Thanks guys for the comments :teeth I also thought the third pic really captures me pretty well. Haha.

As for diet. I eat throughout the day and just try to substitute with what I normally eat minus the fast food with healthier alternatives. Brown rice instead of white rice and so on. I also workout 4 times a week. Mon: chest/tricep,Tues: back/bicep,Thurs: shoulder/trap/calves, & Fri: legs/abs. I'll jog on the treadmill for 5-10 minutes to get the blood going then focus on the compound exercises.


----------



## Jr189 (Feb 10, 2012)

keep it up! hard work pays off!


----------



## mike285 (Aug 21, 2010)

Nice job, man.


----------



## Dr Hobo Scratch MD (Jun 24, 2011)

Nada said:


> Hey, I thought I'd give an update on my ongoing body transformation progress.
> 
> I found a before picture which gives an idea of where I started. It taken me awhile to reach the point I am at now, but I had several personal set backs. However, lately sticking with my diet and workout I've been seeing good gains again.
> 
> Gaining another 15 pounds and I'll be happy.

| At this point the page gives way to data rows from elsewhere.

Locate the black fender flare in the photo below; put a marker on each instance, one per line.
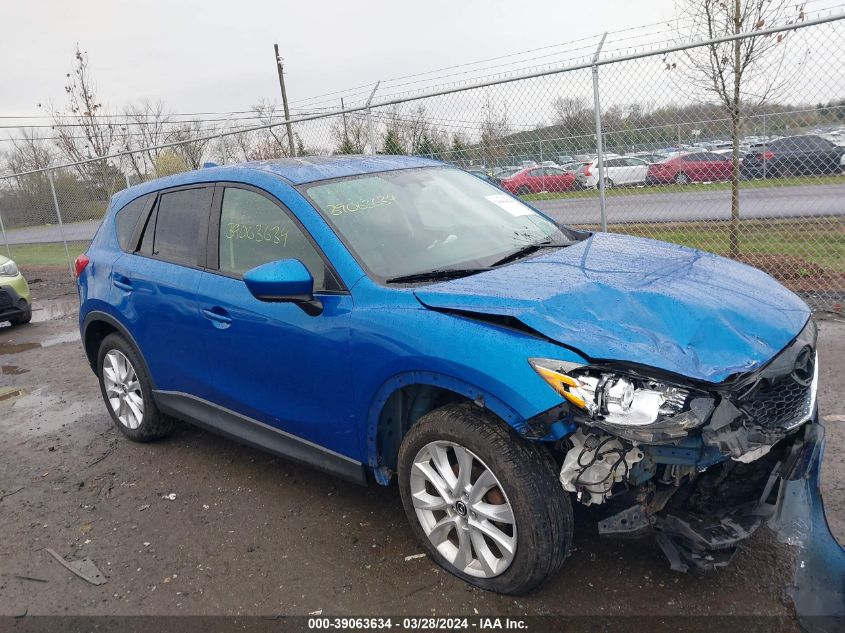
(97, 316)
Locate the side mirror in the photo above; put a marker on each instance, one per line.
(286, 280)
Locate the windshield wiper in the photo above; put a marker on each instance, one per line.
(525, 251)
(433, 275)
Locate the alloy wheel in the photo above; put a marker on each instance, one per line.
(123, 390)
(463, 509)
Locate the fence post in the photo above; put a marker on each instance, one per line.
(5, 239)
(371, 133)
(59, 217)
(600, 151)
(764, 146)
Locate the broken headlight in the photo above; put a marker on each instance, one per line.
(629, 405)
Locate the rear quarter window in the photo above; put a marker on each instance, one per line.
(126, 220)
(178, 220)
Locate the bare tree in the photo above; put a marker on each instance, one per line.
(85, 130)
(494, 127)
(741, 73)
(191, 151)
(148, 125)
(350, 134)
(29, 152)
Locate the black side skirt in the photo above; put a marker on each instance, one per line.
(245, 430)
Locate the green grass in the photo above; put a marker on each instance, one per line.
(673, 188)
(44, 254)
(818, 241)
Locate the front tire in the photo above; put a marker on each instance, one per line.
(25, 318)
(127, 391)
(484, 503)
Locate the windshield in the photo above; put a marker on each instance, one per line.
(412, 221)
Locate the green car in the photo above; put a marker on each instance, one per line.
(15, 300)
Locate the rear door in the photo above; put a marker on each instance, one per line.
(161, 301)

we got a 30+ member muscle comp coming up in a month. you in? i have a thread a page or two back in general discussion. you cant miss it.


----------



## gaz (Jun 27, 2008)

You can really see a difference.


----------



## Paper Samurai (Oct 1, 2009)

Inspiring stuff mate :yes Keep it up !


----------



## whatevzers (Jan 26, 2012)

Good job man. Huge difference from the first and last picture.


----------



## Lasair (Jan 25, 2010)

The third picture is wow - oh and I love the glasses!


----------



## millenniumman75 (Feb 4, 2005)

Daaaaaaaang, you got gunz, too!

I don't like the head transformation, though! :no


----------



## Lisa (Jul 8, 2006)

Looking good. Also much better haircut in the second pic :yes


----------



## jaymusic1992 (Dec 14, 2011)

lookin good!!
:high5


----------



## Nada (Dec 19, 2004)

Dr Hobo Scratch MD said:


> we got a 30+ member muscle comp coming up in a month. you in? i have a thread a page or two back in general discussion. you cant miss it.

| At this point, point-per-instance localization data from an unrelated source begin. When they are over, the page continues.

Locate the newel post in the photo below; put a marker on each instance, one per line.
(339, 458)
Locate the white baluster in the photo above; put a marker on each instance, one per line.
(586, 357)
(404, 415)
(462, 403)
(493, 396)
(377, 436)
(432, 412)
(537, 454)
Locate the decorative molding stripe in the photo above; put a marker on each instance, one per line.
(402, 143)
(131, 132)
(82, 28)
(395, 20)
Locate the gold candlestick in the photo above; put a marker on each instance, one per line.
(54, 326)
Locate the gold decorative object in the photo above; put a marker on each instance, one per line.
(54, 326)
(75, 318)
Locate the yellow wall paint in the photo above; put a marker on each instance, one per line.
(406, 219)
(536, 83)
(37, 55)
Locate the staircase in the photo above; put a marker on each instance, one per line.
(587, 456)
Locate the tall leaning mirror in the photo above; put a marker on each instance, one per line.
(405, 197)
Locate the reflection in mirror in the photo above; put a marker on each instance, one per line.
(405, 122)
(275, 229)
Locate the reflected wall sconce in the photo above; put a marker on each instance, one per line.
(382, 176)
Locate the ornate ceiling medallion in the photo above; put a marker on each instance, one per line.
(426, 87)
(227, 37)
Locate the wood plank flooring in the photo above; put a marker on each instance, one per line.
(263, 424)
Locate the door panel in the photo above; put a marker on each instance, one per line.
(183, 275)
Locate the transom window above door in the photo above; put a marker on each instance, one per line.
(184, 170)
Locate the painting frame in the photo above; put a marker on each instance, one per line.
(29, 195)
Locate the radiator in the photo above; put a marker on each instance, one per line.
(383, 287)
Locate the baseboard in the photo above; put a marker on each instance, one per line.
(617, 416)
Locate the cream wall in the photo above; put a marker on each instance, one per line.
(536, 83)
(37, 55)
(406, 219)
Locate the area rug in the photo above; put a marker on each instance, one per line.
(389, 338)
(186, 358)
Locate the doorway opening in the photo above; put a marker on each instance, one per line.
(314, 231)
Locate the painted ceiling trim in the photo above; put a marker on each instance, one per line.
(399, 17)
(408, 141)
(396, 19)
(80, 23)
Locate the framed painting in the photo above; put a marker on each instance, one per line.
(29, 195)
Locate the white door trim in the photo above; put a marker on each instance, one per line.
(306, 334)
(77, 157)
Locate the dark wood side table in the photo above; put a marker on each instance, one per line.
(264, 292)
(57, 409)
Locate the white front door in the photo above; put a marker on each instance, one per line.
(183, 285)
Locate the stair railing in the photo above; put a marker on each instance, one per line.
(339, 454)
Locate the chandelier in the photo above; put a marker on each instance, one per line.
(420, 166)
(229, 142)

Eh, I'm not really into those types of things plus I still have a ways to go.



millenniumman75 said:


> I don't like the head transformation, though! :no


**reads below**



Lisa said:


> Also much better haircut in the second pic :yes


_*because what matters is what the ladies think_ :boogie


----------



## millenniumman75 (Feb 4, 2005)

Nada said:


> Eh, I'm not really into those types of things plus I still have a ways to go.
> 
> **reads below**
> 
> _*because what matters is what the ladies think_ :boogie


Well, yeah, the second pic is better, but what about the third?

Really - it's what YOU think, not what others think.


----------



## Nada (Dec 19, 2004)

millenniumman75 said:


> Well, yeah, the second pic is better, but what about the third?
> 
> Really - it's what YOU think, not what others think.

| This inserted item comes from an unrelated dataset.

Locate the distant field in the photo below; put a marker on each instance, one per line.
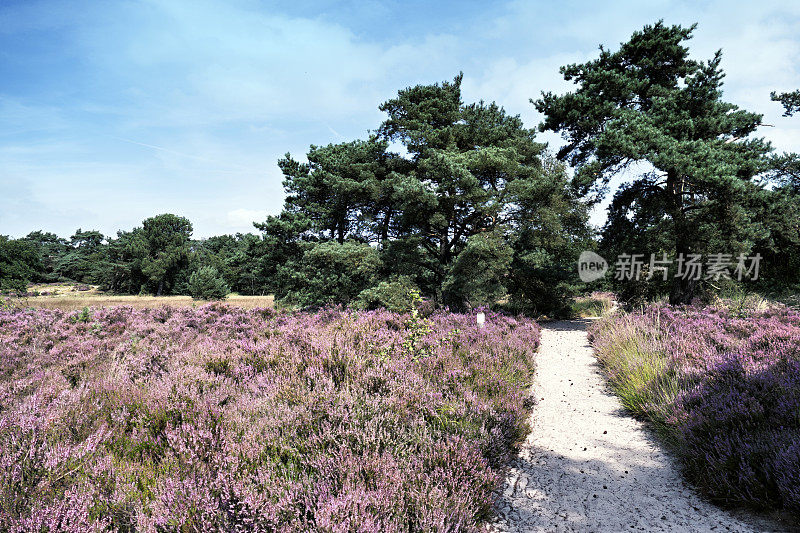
(69, 297)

Ah dang, the third pic lol. I thought you were talking about my wild hair cut I had my mom help me do. She and my younger brother laughed at it :|


----------



## millenniumman75 (Feb 4, 2005)

Nada said:


> Ah dang, the third pic lol. I thought you were talking about my wild hair cut I had my mom help me do. She and my younger brother laughed at it :|


You covered up your whole head in that third one. 
The second cut really isn't that bad.


----------



## Nada (Dec 19, 2004)

millenniumman75 said:


> You covered up your whole head in that third one.


What? I didn't cover up my face! That's my flexing face :teeth


----------



## GotAnxiety (Oct 14, 2011)

Man those are so photoshopped! specially that 3rd one look kinda weird!.

how long did you do that in ?


----------



## Nada (Dec 19, 2004)

GotAnxiety said:


> Man those are so photoshopped! specially that 3rd one look kinda weird.
> 
> how long did you do that in ?


I only cropped & resized the first two picture and the third one I just cover up my face with one of those face from a forever alone comic. Btw, I use Fireworks.


----------



## GotAnxiety (Oct 14, 2011)

oh no i meant how long did you take too get those results or gains i mean? you got some good development going on there keep it up!.


----------



## AJFA88 (Jun 16, 2007)

nice bulk! keep it up


----------



## Reykjavik (Oct 15, 2011)

Great job! How long was it between the first and last photo?


----------



## Nada (Dec 19, 2004)

GotAnxiety said:


> oh no i meant how long did you take too get those results or gains i mean?





Reykjavik said:


> Great job! How long was it between the first and last photo?


The first picture was taken in 2009 but it's hard to say how long it really taken me. I suffered through multiple depressions, was in the hospital, and moved out of state several times. Most of 2010 I didn't do anything almost lost what I put on in 2009. I gained it back plus some. I also misplaced my early logs and stopped keeping track after awhile so it's hard to say exactly. however altogether I probably gained about 30lbs so far.


----------



## panzimar (Oct 4, 2011)

WOW! Looking fine! Too bad it's just a side angle, but you can still totally see how your upper body has expanded. Very kick ***, congratulations. Glad you've persevered through your circumstances. It has paid off!


----------



## seafolly (Jun 17, 2010)

Nicely done! I wish I had a before photo.  I'd imagine this helps remind you why you're doing this when you get up early do work your butt off, haha.


----------



## Talgonite (Sep 1, 2011)

That's really impressive. Stuff like this motivates me to get off my lard *** and workout more. Keep up the awesome work.


----------



## dutchguy (Jun 8, 2009)

Wow hero!, good for motivation.
You also look kind of young, I mean younger then 29, good for you!


----------



## rosa1992 (Mar 7, 2012)

Jr189 said:


> keep it up! hard work pays off!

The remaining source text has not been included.